Check Switch reports the switch as a "Generic_41" on both tuners and the Details say something along the lines of "the NON-bandstacked QUAD on port 1 is not support is a diseqc_"

Then Port 1 says Bandstacked Feed 119, port 2-4 all say No Connection.


----------



## harsh (Jun 15, 2003)

You need L321 to recognize the Dish 1000.2 switchgear.

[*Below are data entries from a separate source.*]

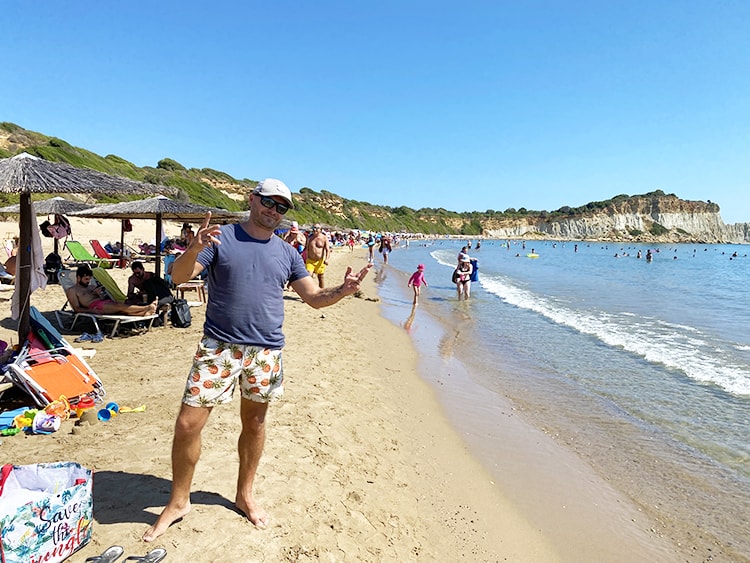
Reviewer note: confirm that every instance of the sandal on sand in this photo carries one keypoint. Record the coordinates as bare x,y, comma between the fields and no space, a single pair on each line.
111,554
151,557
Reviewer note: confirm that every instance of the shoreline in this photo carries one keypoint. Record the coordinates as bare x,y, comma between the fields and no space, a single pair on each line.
581,514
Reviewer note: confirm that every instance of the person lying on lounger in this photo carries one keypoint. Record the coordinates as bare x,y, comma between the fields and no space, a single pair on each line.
86,299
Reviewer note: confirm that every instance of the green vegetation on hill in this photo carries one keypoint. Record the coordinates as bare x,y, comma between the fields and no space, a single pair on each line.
210,187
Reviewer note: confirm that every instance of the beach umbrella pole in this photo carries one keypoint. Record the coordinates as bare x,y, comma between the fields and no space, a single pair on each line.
23,267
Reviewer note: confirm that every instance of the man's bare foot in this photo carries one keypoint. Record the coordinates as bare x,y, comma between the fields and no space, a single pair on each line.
167,517
253,512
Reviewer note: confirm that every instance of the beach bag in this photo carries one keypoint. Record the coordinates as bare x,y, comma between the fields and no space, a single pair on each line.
180,314
158,288
46,511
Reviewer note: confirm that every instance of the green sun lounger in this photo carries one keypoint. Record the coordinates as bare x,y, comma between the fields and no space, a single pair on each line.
82,256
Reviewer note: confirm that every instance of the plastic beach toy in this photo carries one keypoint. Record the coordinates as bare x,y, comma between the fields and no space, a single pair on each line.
59,408
45,423
83,404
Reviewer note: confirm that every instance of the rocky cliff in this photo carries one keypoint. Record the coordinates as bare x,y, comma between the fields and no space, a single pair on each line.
638,219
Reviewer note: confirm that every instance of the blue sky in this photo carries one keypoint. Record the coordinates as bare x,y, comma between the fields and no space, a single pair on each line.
469,105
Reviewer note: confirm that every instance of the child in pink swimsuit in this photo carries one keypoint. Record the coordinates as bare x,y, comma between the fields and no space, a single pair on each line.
416,280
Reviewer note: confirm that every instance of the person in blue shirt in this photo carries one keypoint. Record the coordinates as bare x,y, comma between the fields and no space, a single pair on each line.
248,268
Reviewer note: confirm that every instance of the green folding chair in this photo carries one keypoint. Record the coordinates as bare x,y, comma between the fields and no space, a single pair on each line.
82,256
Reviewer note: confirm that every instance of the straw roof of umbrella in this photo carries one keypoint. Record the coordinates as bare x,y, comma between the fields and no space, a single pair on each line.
58,205
152,207
25,174
158,208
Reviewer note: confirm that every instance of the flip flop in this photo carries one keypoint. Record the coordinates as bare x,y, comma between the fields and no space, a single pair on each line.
151,557
110,554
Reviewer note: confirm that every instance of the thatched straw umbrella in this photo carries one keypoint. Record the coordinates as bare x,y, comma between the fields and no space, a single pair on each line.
25,174
158,208
51,206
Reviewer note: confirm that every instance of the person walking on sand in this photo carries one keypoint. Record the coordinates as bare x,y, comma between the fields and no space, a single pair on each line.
462,278
248,268
317,252
416,281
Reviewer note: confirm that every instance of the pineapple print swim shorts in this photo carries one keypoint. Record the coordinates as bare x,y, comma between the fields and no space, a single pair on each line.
217,366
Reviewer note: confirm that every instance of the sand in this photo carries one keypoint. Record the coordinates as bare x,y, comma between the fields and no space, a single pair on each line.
360,462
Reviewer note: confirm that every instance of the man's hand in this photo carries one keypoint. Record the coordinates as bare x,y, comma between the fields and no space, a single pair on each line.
207,234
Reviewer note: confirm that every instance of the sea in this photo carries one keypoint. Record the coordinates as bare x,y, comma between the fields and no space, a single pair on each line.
640,367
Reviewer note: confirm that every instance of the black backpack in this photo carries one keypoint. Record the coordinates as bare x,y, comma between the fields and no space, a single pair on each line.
180,314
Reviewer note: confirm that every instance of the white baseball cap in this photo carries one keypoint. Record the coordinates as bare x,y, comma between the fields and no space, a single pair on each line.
271,187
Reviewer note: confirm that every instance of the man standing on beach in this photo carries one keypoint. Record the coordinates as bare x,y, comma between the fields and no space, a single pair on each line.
248,268
317,253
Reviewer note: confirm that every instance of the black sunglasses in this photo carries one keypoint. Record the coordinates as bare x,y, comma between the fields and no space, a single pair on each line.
269,202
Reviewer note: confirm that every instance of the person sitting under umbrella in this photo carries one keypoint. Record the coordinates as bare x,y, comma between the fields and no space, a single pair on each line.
86,299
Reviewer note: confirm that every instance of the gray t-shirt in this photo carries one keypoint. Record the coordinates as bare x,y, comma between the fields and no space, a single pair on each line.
246,281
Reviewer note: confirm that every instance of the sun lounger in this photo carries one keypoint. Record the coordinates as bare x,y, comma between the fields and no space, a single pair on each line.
67,279
113,290
82,256
47,367
102,253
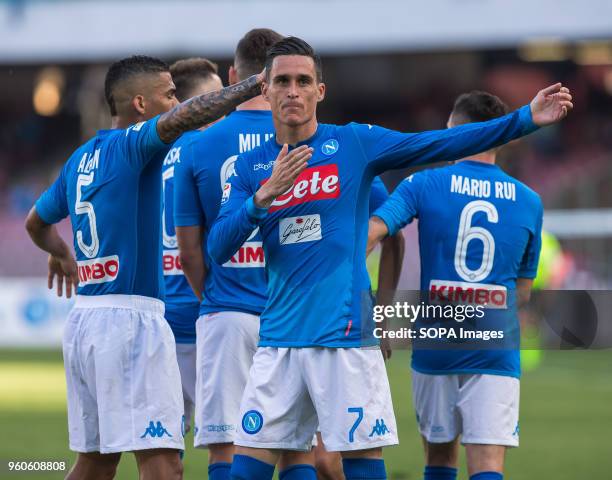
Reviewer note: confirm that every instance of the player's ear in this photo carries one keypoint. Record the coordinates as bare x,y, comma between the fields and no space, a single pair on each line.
264,90
321,91
138,103
232,75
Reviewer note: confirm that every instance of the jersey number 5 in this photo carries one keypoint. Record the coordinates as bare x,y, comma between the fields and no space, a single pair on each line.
467,233
81,208
168,240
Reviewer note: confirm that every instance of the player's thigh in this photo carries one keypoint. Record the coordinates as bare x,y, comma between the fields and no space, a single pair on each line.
485,458
226,343
328,464
489,408
94,465
186,357
442,454
276,411
350,390
83,427
159,464
435,401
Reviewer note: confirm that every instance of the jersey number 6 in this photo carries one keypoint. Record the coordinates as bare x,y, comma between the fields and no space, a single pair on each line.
467,233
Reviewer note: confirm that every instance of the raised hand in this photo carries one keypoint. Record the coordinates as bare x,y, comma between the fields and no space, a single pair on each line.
287,167
551,105
64,270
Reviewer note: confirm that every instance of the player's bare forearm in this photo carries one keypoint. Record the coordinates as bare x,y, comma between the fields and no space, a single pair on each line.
523,291
203,109
391,258
190,254
45,236
377,230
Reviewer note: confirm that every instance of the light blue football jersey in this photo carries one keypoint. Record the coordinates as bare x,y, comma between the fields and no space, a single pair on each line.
479,230
206,161
314,235
182,306
111,189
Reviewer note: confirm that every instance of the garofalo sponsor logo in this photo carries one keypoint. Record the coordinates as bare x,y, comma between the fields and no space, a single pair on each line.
306,228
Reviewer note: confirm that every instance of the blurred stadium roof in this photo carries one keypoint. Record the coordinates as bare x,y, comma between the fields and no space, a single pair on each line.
86,31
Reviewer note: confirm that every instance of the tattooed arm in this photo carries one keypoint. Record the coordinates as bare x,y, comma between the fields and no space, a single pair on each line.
203,109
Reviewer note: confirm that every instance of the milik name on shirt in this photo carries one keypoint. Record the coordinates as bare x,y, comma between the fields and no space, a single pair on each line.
476,187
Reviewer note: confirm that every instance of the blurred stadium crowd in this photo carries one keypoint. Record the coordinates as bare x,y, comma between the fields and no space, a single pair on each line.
45,111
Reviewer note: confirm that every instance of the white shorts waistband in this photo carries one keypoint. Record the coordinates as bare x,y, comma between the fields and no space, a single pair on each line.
134,302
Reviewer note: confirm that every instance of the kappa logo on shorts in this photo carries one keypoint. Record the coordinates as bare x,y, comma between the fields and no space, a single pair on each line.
220,428
380,428
252,421
155,430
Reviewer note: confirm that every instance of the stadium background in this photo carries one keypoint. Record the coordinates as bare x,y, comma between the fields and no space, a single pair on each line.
392,63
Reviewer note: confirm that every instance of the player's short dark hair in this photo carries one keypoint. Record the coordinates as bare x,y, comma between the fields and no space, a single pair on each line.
293,46
187,74
477,106
250,56
123,69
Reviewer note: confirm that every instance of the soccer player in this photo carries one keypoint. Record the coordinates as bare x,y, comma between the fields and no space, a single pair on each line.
311,208
233,294
479,231
120,359
192,76
384,275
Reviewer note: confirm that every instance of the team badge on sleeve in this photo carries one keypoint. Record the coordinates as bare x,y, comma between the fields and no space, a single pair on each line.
252,421
227,188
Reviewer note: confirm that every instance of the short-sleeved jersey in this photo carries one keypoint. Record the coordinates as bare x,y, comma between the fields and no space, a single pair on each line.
479,230
206,161
182,306
315,234
111,188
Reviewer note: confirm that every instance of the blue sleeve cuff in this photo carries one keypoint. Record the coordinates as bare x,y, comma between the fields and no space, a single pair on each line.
380,213
530,274
255,212
527,120
45,214
188,220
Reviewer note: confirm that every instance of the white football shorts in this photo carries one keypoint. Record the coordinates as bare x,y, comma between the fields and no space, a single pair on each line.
226,343
186,356
123,381
342,391
482,408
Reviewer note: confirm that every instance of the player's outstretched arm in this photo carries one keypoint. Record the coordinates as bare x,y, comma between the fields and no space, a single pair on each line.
388,149
551,105
390,268
62,265
242,209
203,109
377,230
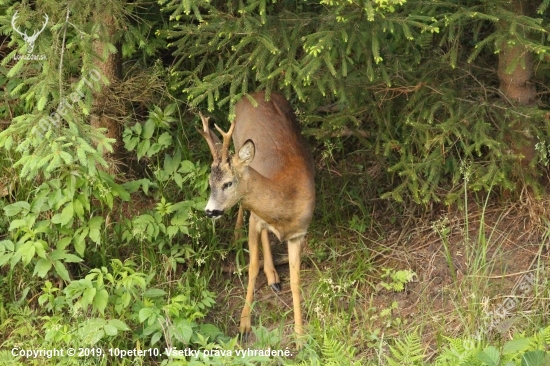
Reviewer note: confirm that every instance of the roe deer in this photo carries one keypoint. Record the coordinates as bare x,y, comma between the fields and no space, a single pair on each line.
271,175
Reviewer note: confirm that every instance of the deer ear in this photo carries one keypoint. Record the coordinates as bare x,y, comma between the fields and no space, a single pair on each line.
246,152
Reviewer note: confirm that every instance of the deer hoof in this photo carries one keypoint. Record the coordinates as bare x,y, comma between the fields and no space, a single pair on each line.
243,336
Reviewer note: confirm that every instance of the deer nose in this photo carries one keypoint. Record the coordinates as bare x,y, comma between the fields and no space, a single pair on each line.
213,214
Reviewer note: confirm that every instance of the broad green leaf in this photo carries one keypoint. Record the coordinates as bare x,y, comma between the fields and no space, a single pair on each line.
154,292
515,346
110,330
490,356
148,129
100,300
27,251
118,324
42,267
61,270
66,214
533,358
88,297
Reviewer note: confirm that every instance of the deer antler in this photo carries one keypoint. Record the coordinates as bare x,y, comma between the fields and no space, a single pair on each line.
214,142
29,40
210,138
226,140
43,27
13,18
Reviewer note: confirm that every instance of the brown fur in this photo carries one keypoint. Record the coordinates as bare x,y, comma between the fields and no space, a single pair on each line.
271,175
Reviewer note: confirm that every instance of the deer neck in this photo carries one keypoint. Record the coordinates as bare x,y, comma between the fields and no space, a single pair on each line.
265,198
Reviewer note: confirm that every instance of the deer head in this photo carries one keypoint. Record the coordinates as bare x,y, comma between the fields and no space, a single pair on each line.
29,39
227,171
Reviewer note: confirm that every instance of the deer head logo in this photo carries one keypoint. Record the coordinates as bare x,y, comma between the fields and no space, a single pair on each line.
29,39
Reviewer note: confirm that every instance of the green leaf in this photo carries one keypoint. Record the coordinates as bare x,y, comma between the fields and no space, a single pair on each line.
79,241
88,297
42,267
61,270
16,224
533,358
186,167
110,330
154,292
8,244
27,251
148,129
67,214
95,225
118,324
100,300
78,209
515,346
17,207
490,356
165,139
142,148
63,242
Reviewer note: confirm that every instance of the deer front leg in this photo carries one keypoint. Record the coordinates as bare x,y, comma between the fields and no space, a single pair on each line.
253,270
294,248
269,267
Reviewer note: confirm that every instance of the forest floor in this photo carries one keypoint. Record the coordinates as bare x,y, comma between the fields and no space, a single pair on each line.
480,271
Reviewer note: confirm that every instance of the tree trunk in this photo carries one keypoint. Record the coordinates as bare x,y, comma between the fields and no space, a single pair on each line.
515,69
109,66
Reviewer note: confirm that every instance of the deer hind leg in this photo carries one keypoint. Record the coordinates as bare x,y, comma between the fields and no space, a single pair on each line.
239,224
253,270
269,267
294,248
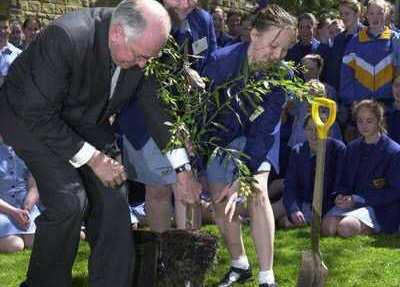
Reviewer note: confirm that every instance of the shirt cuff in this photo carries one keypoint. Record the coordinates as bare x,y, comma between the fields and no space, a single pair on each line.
83,155
177,157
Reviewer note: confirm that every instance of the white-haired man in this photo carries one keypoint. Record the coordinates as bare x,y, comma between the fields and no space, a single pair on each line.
55,106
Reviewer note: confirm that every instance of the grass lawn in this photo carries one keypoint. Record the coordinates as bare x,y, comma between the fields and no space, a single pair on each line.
362,261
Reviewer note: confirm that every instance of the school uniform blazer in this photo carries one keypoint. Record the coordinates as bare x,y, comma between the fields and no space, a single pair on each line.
300,175
226,64
59,88
381,189
393,123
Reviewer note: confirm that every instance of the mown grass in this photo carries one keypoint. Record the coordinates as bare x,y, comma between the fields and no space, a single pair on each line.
361,261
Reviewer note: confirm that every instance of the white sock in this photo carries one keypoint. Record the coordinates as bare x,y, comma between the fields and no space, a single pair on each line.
266,277
242,262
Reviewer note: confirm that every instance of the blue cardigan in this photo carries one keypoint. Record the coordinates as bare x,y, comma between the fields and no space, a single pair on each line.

I'd temporarily run another cable and see if you can't score a software update.


----------



## Presence (Mar 14, 2004)

Run another cable... to what? Another of the 1000.2's outputs?  You mean use two of the 1000.2's outputs straight into the 721?


----------



## Presence (Mar 14, 2004)

Hmm -- I just powered on the 721 to have another go at it, and the screen came up as "Unpacking DishLinux" then "Installing DP721," so maybe something is going on after all.


----------



## Presence (Mar 14, 2004)

Damn, how long does a software upgrade take? The screen has said something about "please wait while installing the software" for at least half an hour now. Orange light on the front of the box, and I rarely hear the hard drive heads make any noise.


----------



## Presence (Mar 14, 2004)

Still going. Yikes - should I hard reboot?


----------



## finniganps (Jan 23, 2004)

Call Dish technical support...perhaps they can help.


----------



## Presence (Mar 14, 2004)

OK, the software did finally upgrade and I am at 3.26 now. I did a Check Switch and everything looks good there.

I called Dish to activate the receiver, however my channels are not activating. All kinds of channels are highlighted in blue ("you can upgrade without calling etc"), some in red, and very few of the ones that do show in my All Sub actually work. For example, AMC shows up as a channel, but when I select it I first get a black screen and then if I let it sit for a minute the receiver reboots.

How long does it take for the channels to show up? I know the 721 is not the fastest receiver on the planet now.


----------



## BNUMM (Dec 24, 2006)

Presence said:


> OK, the software did finally upgrade and I am at 3.26 now. I did a Check Switch and everything looks good there.
> 
> I called Dish to activate the receiver, however my channels are not activating. All kinds of channels are highlighted in blue ("you can upgrade without calling etc"), some in red, and very few of the ones that do show in my All Sub actually work. For example, AMC shows up as a channel, but when I select it I first get a black screen and then if I let it sit for a minute the receiver reboots.
> 
> How long does it take for the channels to show up? I know the 721 is not the fastest receiver on the planet now.


Try resetting to factory defaults (menu 6-6). Then do a hard reset.


----------



## Presence (Mar 14, 2004)

Tech support from India cracks me up. But she got the job done. I appreciate everyone's input.

Thoughts: for some reason I was expecting a huge difference in the way the 721 worked with a software jump from 1.79 to 3.26. But it looks the same, clunky menus and all. I do like some of the newer features like the side-by-side PIP, though. I enjoy that on my 622s; I was not expecting to find it on the 721.


----------